I wanted to test, whether distributed Pytorch operations between Neuron-Cores are supported on the trn1.2xlarge instance type. I tried testing the all_to_all operation provided by the torch_xla package by using a slightly altered version of the all_to_all_test given in the Pytorch XLA Github repository. When executing the Script, i get an LLVM-Error, stating

LLVM ERROR: allToAllOp does not have expected attributes

Is this not supported?
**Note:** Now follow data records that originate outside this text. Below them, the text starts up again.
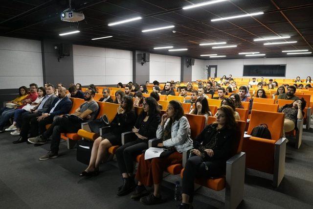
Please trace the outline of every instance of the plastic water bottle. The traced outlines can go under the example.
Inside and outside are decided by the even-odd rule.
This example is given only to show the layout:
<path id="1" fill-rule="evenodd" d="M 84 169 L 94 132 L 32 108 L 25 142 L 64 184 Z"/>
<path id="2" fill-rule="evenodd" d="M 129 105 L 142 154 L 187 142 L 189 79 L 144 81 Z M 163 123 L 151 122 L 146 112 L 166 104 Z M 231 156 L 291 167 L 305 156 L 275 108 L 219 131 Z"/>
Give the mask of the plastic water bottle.
<path id="1" fill-rule="evenodd" d="M 176 182 L 175 183 L 174 199 L 176 201 L 181 200 L 181 186 L 179 185 L 179 182 Z"/>

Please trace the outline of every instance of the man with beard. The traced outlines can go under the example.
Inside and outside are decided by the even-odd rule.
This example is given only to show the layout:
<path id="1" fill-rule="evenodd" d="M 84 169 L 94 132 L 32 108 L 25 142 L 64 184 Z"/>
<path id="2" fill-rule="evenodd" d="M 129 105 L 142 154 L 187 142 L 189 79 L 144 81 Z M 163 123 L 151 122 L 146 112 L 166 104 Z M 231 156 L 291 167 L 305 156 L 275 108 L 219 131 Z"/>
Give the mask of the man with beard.
<path id="1" fill-rule="evenodd" d="M 164 88 L 162 92 L 161 92 L 161 94 L 162 95 L 175 95 L 175 93 L 172 90 L 171 86 L 172 83 L 170 82 L 167 82 L 164 86 Z"/>
<path id="2" fill-rule="evenodd" d="M 281 93 L 278 95 L 278 99 L 288 99 L 289 100 L 297 100 L 300 99 L 297 96 L 294 95 L 296 90 L 296 88 L 293 86 L 289 86 L 286 93 Z"/>
<path id="3" fill-rule="evenodd" d="M 93 89 L 89 88 L 86 90 L 84 97 L 86 101 L 75 110 L 73 114 L 57 117 L 43 134 L 28 139 L 28 140 L 30 143 L 45 144 L 47 142 L 47 139 L 52 135 L 50 150 L 46 155 L 39 158 L 40 160 L 43 161 L 58 157 L 62 133 L 77 133 L 81 128 L 82 123 L 88 122 L 95 118 L 99 110 L 98 104 L 93 100 L 95 93 Z"/>

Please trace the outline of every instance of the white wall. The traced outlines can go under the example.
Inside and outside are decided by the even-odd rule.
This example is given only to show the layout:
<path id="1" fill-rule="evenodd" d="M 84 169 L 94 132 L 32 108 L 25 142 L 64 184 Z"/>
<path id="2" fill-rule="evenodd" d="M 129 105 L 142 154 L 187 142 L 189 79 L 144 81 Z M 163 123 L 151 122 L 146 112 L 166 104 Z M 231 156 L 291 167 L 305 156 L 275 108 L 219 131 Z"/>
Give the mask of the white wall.
<path id="1" fill-rule="evenodd" d="M 40 41 L 0 36 L 0 89 L 43 85 Z"/>
<path id="2" fill-rule="evenodd" d="M 198 79 L 207 79 L 206 66 L 208 65 L 208 60 L 195 59 L 195 65 L 192 66 L 191 72 L 191 80 L 195 81 Z"/>
<path id="3" fill-rule="evenodd" d="M 214 60 L 210 60 L 209 63 L 218 66 L 218 77 L 228 76 L 229 74 L 234 77 L 243 77 L 244 65 L 286 65 L 286 77 L 282 78 L 299 76 L 305 79 L 313 76 L 313 57 Z"/>
<path id="4" fill-rule="evenodd" d="M 150 82 L 180 80 L 180 57 L 150 54 Z"/>
<path id="5" fill-rule="evenodd" d="M 112 85 L 133 80 L 131 51 L 73 45 L 73 59 L 75 83 Z"/>

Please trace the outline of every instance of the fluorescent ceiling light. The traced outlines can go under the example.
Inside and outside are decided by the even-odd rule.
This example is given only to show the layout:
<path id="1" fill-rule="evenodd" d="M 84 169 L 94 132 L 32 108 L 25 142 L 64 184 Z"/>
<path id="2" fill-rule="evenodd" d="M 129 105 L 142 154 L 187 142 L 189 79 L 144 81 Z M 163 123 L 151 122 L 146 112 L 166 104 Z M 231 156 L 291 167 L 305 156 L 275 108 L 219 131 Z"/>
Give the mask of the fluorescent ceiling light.
<path id="1" fill-rule="evenodd" d="M 213 3 L 219 3 L 220 2 L 225 1 L 227 0 L 211 0 L 210 1 L 205 2 L 203 3 L 197 3 L 196 4 L 191 5 L 190 6 L 185 6 L 182 7 L 182 9 L 189 9 L 193 8 L 199 7 L 199 6 L 203 6 L 209 4 L 213 4 Z"/>
<path id="2" fill-rule="evenodd" d="M 265 54 L 246 54 L 246 57 L 252 57 L 253 56 L 265 56 Z"/>
<path id="3" fill-rule="evenodd" d="M 282 52 L 297 52 L 298 51 L 308 51 L 309 49 L 303 50 L 287 50 L 287 51 L 282 51 Z"/>
<path id="4" fill-rule="evenodd" d="M 148 29 L 147 30 L 141 30 L 141 32 L 144 33 L 145 32 L 153 31 L 154 30 L 162 30 L 163 29 L 166 29 L 166 28 L 172 28 L 172 27 L 175 27 L 174 25 L 166 26 L 165 27 L 157 27 L 156 28 Z"/>
<path id="5" fill-rule="evenodd" d="M 60 33 L 59 34 L 59 36 L 66 36 L 67 35 L 73 34 L 74 33 L 79 33 L 80 31 L 79 30 L 75 30 L 74 31 L 67 32 L 67 33 Z"/>
<path id="6" fill-rule="evenodd" d="M 112 38 L 113 36 L 106 36 L 105 37 L 100 37 L 100 38 L 96 38 L 94 39 L 91 39 L 92 40 L 97 40 L 98 39 L 106 39 L 108 38 Z"/>
<path id="7" fill-rule="evenodd" d="M 296 53 L 287 53 L 287 54 L 312 54 L 312 52 L 296 52 Z"/>
<path id="8" fill-rule="evenodd" d="M 231 48 L 232 47 L 237 47 L 237 45 L 225 46 L 213 46 L 212 48 Z"/>
<path id="9" fill-rule="evenodd" d="M 168 51 L 186 51 L 186 50 L 188 50 L 188 48 L 177 48 L 176 49 L 169 49 Z"/>
<path id="10" fill-rule="evenodd" d="M 254 16 L 255 15 L 263 15 L 264 12 L 257 12 L 256 13 L 246 14 L 246 15 L 238 15 L 238 16 L 228 17 L 228 18 L 218 18 L 217 19 L 211 20 L 212 22 L 223 21 L 225 20 L 234 19 L 236 18 L 244 18 L 245 17 Z"/>
<path id="11" fill-rule="evenodd" d="M 258 54 L 260 52 L 240 52 L 240 53 L 238 53 L 238 54 Z"/>
<path id="12" fill-rule="evenodd" d="M 219 55 L 219 56 L 210 56 L 210 57 L 225 57 L 225 55 Z"/>
<path id="13" fill-rule="evenodd" d="M 226 42 L 217 42 L 217 43 L 208 43 L 205 44 L 200 44 L 200 46 L 207 46 L 207 45 L 218 45 L 219 44 L 226 44 Z"/>
<path id="14" fill-rule="evenodd" d="M 294 43 L 297 43 L 296 41 L 291 42 L 273 42 L 273 43 L 266 43 L 263 44 L 263 45 L 273 45 L 275 44 L 292 44 Z"/>
<path id="15" fill-rule="evenodd" d="M 127 20 L 123 20 L 122 21 L 118 21 L 118 22 L 115 22 L 114 23 L 110 23 L 108 24 L 108 25 L 109 26 L 115 25 L 116 24 L 122 24 L 123 23 L 128 23 L 129 22 L 136 21 L 138 20 L 140 20 L 142 18 L 141 17 L 137 17 L 136 18 L 131 18 L 130 19 L 127 19 Z"/>
<path id="16" fill-rule="evenodd" d="M 162 48 L 173 48 L 173 46 L 162 46 L 162 47 L 156 47 L 153 48 L 154 49 L 161 49 Z"/>
<path id="17" fill-rule="evenodd" d="M 276 39 L 289 39 L 290 36 L 283 36 L 282 37 L 271 37 L 271 38 L 266 38 L 264 39 L 253 39 L 255 42 L 258 42 L 260 41 L 268 41 L 268 40 L 275 40 Z"/>
<path id="18" fill-rule="evenodd" d="M 216 56 L 217 54 L 201 54 L 200 55 L 201 57 L 206 57 L 207 56 Z"/>

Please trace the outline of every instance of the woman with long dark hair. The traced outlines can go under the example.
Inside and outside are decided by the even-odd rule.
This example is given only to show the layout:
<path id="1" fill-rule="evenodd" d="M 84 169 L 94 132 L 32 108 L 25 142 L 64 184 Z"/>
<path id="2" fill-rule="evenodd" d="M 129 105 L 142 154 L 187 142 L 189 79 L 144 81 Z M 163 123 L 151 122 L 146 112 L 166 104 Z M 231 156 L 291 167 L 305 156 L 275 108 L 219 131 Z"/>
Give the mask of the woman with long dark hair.
<path id="1" fill-rule="evenodd" d="M 132 131 L 135 120 L 133 97 L 124 96 L 117 108 L 117 113 L 110 123 L 110 131 L 94 140 L 89 165 L 79 176 L 98 174 L 100 164 L 103 161 L 105 162 L 109 157 L 108 149 L 112 146 L 122 145 L 122 133 Z"/>
<path id="2" fill-rule="evenodd" d="M 206 126 L 193 142 L 193 156 L 187 161 L 182 177 L 182 203 L 180 209 L 190 209 L 196 178 L 214 178 L 225 174 L 231 157 L 237 123 L 232 108 L 219 108 L 216 122 Z"/>
<path id="3" fill-rule="evenodd" d="M 115 152 L 117 163 L 124 183 L 119 187 L 117 195 L 131 192 L 135 186 L 134 176 L 134 159 L 148 147 L 149 139 L 156 138 L 160 121 L 160 111 L 154 98 L 145 99 L 143 111 L 139 115 L 132 132 L 137 139 L 119 147 Z"/>
<path id="4" fill-rule="evenodd" d="M 184 116 L 183 109 L 178 101 L 170 101 L 166 113 L 162 116 L 161 124 L 156 131 L 156 138 L 162 139 L 162 142 L 157 144 L 158 147 L 165 146 L 171 149 L 173 153 L 167 157 L 146 160 L 145 160 L 143 154 L 140 158 L 136 173 L 138 185 L 131 198 L 141 197 L 140 202 L 144 205 L 154 205 L 162 202 L 160 183 L 163 172 L 169 165 L 181 163 L 181 153 L 183 149 L 192 144 L 192 140 L 190 139 L 190 126 Z M 148 194 L 144 185 L 154 185 L 153 193 L 144 197 Z"/>

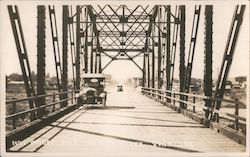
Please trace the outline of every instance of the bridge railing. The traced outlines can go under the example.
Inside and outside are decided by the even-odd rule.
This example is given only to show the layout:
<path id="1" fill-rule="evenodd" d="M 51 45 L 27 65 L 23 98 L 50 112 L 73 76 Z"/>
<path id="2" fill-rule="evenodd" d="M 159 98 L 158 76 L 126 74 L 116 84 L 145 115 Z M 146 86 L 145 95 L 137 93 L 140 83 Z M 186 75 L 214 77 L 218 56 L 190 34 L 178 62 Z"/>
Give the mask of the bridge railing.
<path id="1" fill-rule="evenodd" d="M 52 93 L 52 94 L 47 94 L 47 95 L 38 95 L 34 97 L 26 97 L 26 98 L 20 98 L 20 99 L 13 99 L 13 100 L 7 100 L 6 105 L 12 105 L 10 108 L 12 108 L 12 113 L 6 115 L 6 123 L 8 125 L 12 125 L 11 129 L 7 129 L 7 132 L 13 132 L 16 129 L 25 126 L 29 123 L 32 123 L 34 120 L 43 118 L 43 117 L 38 117 L 36 116 L 35 119 L 31 119 L 31 113 L 35 113 L 38 115 L 38 112 L 44 109 L 46 111 L 45 115 L 43 116 L 48 116 L 49 114 L 52 114 L 58 110 L 62 110 L 63 108 L 60 106 L 61 103 L 68 102 L 70 101 L 71 106 L 75 104 L 76 102 L 76 93 L 78 93 L 79 90 L 71 90 L 71 91 L 66 91 L 66 92 L 58 92 L 58 93 Z M 60 99 L 61 95 L 68 95 L 68 98 L 65 99 Z M 39 99 L 45 98 L 45 104 L 41 105 L 39 107 L 34 107 L 30 109 L 29 107 L 24 108 L 23 106 L 27 105 L 29 101 L 39 101 Z M 68 107 L 68 106 L 65 106 Z M 22 108 L 22 109 L 20 109 Z M 22 118 L 21 120 L 22 124 L 19 124 L 19 118 Z M 25 128 L 25 127 L 24 127 Z"/>
<path id="2" fill-rule="evenodd" d="M 228 111 L 221 111 L 223 109 L 221 109 L 220 111 L 215 110 L 214 112 L 218 113 L 220 118 L 224 118 L 233 122 L 234 124 L 232 128 L 234 128 L 237 131 L 239 130 L 240 125 L 246 125 L 246 118 L 239 116 L 239 106 L 242 106 L 242 105 L 245 106 L 245 104 L 240 102 L 238 99 L 234 99 L 234 100 L 218 99 L 218 98 L 212 98 L 212 97 L 208 97 L 204 95 L 198 95 L 196 93 L 190 94 L 190 93 L 183 93 L 183 92 L 178 92 L 178 91 L 162 90 L 162 89 L 147 88 L 147 87 L 142 87 L 141 92 L 155 99 L 156 101 L 171 103 L 173 106 L 176 106 L 176 107 L 178 107 L 176 102 L 184 103 L 188 106 L 187 110 L 191 110 L 191 112 L 200 114 L 202 116 L 205 116 L 206 110 L 211 111 L 210 107 L 205 106 L 205 100 L 211 100 L 212 102 L 220 101 L 224 103 L 233 104 L 234 105 L 233 113 L 228 112 Z M 182 96 L 186 96 L 188 97 L 188 99 L 182 100 L 181 99 Z M 246 132 L 246 130 L 244 129 L 241 130 L 243 133 Z"/>

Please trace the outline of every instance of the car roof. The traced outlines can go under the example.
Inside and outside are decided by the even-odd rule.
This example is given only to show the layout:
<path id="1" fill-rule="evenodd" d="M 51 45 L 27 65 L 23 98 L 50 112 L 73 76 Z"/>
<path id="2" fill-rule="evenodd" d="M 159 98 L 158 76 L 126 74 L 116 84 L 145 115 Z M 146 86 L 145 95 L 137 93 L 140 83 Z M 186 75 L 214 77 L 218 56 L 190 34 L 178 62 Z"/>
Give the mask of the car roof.
<path id="1" fill-rule="evenodd" d="M 103 74 L 83 74 L 82 78 L 105 78 Z"/>

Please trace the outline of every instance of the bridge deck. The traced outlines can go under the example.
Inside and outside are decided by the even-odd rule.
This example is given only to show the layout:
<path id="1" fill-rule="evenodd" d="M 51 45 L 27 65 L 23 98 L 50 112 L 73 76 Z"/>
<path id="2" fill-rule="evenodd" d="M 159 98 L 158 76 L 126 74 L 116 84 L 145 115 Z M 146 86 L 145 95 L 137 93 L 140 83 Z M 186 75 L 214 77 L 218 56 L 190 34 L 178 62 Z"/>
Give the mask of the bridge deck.
<path id="1" fill-rule="evenodd" d="M 11 151 L 88 155 L 245 151 L 244 146 L 136 91 L 109 92 L 107 106 L 75 110 Z"/>

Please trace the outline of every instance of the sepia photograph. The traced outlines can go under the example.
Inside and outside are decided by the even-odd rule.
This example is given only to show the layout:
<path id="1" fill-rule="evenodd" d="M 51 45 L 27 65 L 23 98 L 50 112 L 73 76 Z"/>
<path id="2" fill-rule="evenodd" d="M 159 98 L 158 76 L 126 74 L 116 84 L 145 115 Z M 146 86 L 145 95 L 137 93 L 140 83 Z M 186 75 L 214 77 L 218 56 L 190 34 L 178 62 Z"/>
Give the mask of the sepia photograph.
<path id="1" fill-rule="evenodd" d="M 248 0 L 0 0 L 0 157 L 249 157 Z"/>

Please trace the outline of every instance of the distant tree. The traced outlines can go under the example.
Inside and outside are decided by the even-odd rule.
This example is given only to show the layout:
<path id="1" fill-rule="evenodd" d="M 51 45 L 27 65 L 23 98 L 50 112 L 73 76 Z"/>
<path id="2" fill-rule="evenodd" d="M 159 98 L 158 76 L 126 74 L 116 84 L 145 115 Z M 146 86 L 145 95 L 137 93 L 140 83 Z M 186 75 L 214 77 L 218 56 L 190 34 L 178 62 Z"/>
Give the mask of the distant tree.
<path id="1" fill-rule="evenodd" d="M 23 81 L 23 75 L 20 75 L 18 73 L 12 73 L 8 76 L 8 79 L 10 81 Z"/>
<path id="2" fill-rule="evenodd" d="M 240 85 L 242 85 L 242 83 L 245 82 L 246 80 L 247 80 L 246 76 L 235 77 L 235 81 L 239 82 Z"/>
Thank you for your help.

Python-Script:

import sys
import os
import torch
import torch_xla.core.xla_model as xm
import torch_xla.distributed.xla_multiprocessing as xmp

def _mp_fn(index):
  device = xm.xla_device()
  if xm.xla_device_hw(device) == 'NEURON':
    slots_per_device = 4
    size = slots_per_device * xm.xrt_world_size()
    ordinal = xm.get_ordinal()
    value = torch.tensor([ordinal] * size, dtype=torch.int32, device=device)
    result_tensor = xm.all_to_all(
        value,
        split_dimension=0,
        concat_dimension=0,
        split_count=xm.xrt_world_size())

    result = result_tensor.cpu().tolist()
    for i in range(0, xm.xrt_world_size()):
      expected = [i] * slots_per_device
      if expected != result[i * slots_per_device:(i + 1) * slots_per_device]:
        print(
            'Wrong result from core {}: {}'.format(i, result), file=sys.stderr)
        sys.exit(1)
  else:
    print(
        'Default device {} is not a NEURON device'.format(device), file=sys.stderr)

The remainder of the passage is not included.